# Hands-On Review: NOMOS Ahoi Atlantic Date + neomatik Atlantic



## KingOfQueens

Thank you for such a great review. My son is looking at these watches and he will get a lot out of this.


----------



## Basem R. Wasef

KingOfQueens said:


> Thank you for such a great review. My son is looking at these watches and he will get a lot out of this.


Glad you enjoyed!


----------



## BundyBear

Cool. [emoji41]

Nice review and very entertaining to read. Thanks for the effort in putting together this review.

I like this new style compared to some of the older reviews which seemed like the repo of a press kit from the marketing department.


----------



## Basem R. Wasef

BundyBear said:


> Cool. [emoji41]
> 
> Nice review and very entertaining to read. Thanks for the effort in putting together this review.
> 
> I like this new style compared to some of the older reviews which seemed like the repo of a press kit from the marketing department.


Thank you, appreciate the note.


----------



## OmegaGuySD

I really like the Ahoi, but find the date change frustrating.


----------



## pas0003

Great review and great looking watch except for the crown guards. I generally don't like crown guards, but the only type of watch where I may overlook it is a diver. I know lots of others don't mind them/like them though!


----------



## GlasIsGreen

Thanks for the great review and entertaining read! What did your wife think of the 36mm?


----------



## snowbongo

Great review and photos...thanks for sharing! The best sentence was:



Basem Wasef said:


> Despite the modernist face, the movement packs enough detailing and texture to suggest a tension between the sides; it’s almost as though by displaying the intricacy of the mechanical components with their Côtes de Genève finishes, the brand is emphasizing that they _could_ design a more complex face, but resist to do so.


----------



## Basem R. Wasef

pas0003 said:


> Great review and great looking watch except for the crown guards. I generally don't like crown guards, but the only type of watch where I may overlook it is a diver. I know lots of others don't mind them/like them though!


Usually not a fan of them myself either, but I find they add just enough substance to work in this case; a simple silhouette works on certain pieces (like my Mondaine), but this has just a touch more heft thanks to the guards.


----------



## Basem R. Wasef

GlasIsGreen said:


> Thanks for the great review and entertaining read! What did your wife think of the 36mm?


She loved it.


----------



## GlasIsGreen

Nice! Would you mind sharing what her wrist size is?

To my eye, both watches - but especially the smaller, no-date version - look quite elegant; I would absolutely wear it with a tailored blazer. 

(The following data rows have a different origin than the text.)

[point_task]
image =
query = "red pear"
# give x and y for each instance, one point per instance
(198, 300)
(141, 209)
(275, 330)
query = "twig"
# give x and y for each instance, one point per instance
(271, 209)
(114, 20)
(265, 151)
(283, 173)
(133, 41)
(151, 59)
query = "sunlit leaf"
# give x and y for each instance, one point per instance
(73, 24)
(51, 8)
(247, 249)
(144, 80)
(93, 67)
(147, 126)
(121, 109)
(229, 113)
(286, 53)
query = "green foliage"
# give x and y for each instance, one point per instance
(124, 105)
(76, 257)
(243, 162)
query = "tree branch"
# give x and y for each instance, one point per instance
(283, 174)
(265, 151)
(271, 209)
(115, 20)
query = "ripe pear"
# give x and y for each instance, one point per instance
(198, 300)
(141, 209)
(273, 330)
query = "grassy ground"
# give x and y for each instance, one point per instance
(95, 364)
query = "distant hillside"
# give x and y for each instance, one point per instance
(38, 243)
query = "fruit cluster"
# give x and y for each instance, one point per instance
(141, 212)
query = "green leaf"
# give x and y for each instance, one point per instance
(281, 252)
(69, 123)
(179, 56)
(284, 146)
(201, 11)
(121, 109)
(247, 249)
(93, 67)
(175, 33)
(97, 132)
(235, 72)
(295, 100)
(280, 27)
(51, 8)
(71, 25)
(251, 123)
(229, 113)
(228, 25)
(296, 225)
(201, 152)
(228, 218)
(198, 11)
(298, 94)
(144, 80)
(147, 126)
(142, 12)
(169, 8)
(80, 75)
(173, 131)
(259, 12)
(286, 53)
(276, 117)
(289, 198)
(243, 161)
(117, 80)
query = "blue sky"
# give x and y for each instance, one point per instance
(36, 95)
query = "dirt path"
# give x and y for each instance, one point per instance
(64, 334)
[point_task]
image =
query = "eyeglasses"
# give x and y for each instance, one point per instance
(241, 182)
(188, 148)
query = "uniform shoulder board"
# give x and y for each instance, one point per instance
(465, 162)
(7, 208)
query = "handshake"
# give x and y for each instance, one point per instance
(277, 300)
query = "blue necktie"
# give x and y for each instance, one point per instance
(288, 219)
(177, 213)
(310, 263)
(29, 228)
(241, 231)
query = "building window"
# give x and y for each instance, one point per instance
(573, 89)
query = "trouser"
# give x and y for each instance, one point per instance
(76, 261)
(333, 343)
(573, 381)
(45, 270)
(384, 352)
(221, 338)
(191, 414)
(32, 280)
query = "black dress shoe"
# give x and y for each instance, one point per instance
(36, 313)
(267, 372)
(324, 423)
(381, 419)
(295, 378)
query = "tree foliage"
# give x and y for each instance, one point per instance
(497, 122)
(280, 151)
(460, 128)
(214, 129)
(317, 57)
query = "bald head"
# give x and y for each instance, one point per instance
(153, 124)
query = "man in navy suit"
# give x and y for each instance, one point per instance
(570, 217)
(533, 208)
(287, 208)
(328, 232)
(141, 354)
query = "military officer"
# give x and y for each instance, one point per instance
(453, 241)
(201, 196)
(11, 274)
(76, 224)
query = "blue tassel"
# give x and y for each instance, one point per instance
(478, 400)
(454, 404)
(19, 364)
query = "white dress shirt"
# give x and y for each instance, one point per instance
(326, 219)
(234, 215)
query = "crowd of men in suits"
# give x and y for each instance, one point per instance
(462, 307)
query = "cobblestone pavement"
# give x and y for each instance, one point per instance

Sigh. For someone like me - who wears only dress watches, but wants the features of a diver - this is basically perfection. Thanks again for sharing and for the useful side-by-side.


----------



## Gianna's Dad

I’ve had the older version of the Ahoi for years - the no date. It’s versatile and looks great on a number of straps. I’d suggest the Nomos gray suede or the brown Horween leather strap with red stitching.


----------



## Kyle911

I love this watch. Add this to my list of watches that I can't afford...but totally would buy if I could.


----------



## vithic

Not my favorite type of watch, but great review!


----------



## spikesdogs48

I love my Nomos... looks great feels awesome on the wrist... also dig the mirror finish... you can't explain it to people...it has to be experienced


----------



## eddiea

Had an Ahoi Atlantic Date 40mm , excellent quality overall, the lugs work however didn’t work for me and I end up flipping it.
Great review!


----------



## Valksing

Thanks, brilliant and comprehensive review.



Basem Wasef said:


> NOMOS’ delicate balance between restraint and statement.


I think this statement sums up the brand perfectly, and is helpful to understand Nomos' appeal. I think this is why I tend to have a sweet spot for Nomos watches, as opposed to, say, Junghans (which tends to be minimalist through and through), and I think it is what sets Nomos apart in a world of minimalism. I think that Nomos' minimal but bold is perfectly representative of Bauhaus styling, more so than any other brand interpreting the style of Bauhaus.



Basem Wasef said:


> making [it] feel more like a nicer, more sophisticated casual watch than a dress-up piece that condescends to leisure activities.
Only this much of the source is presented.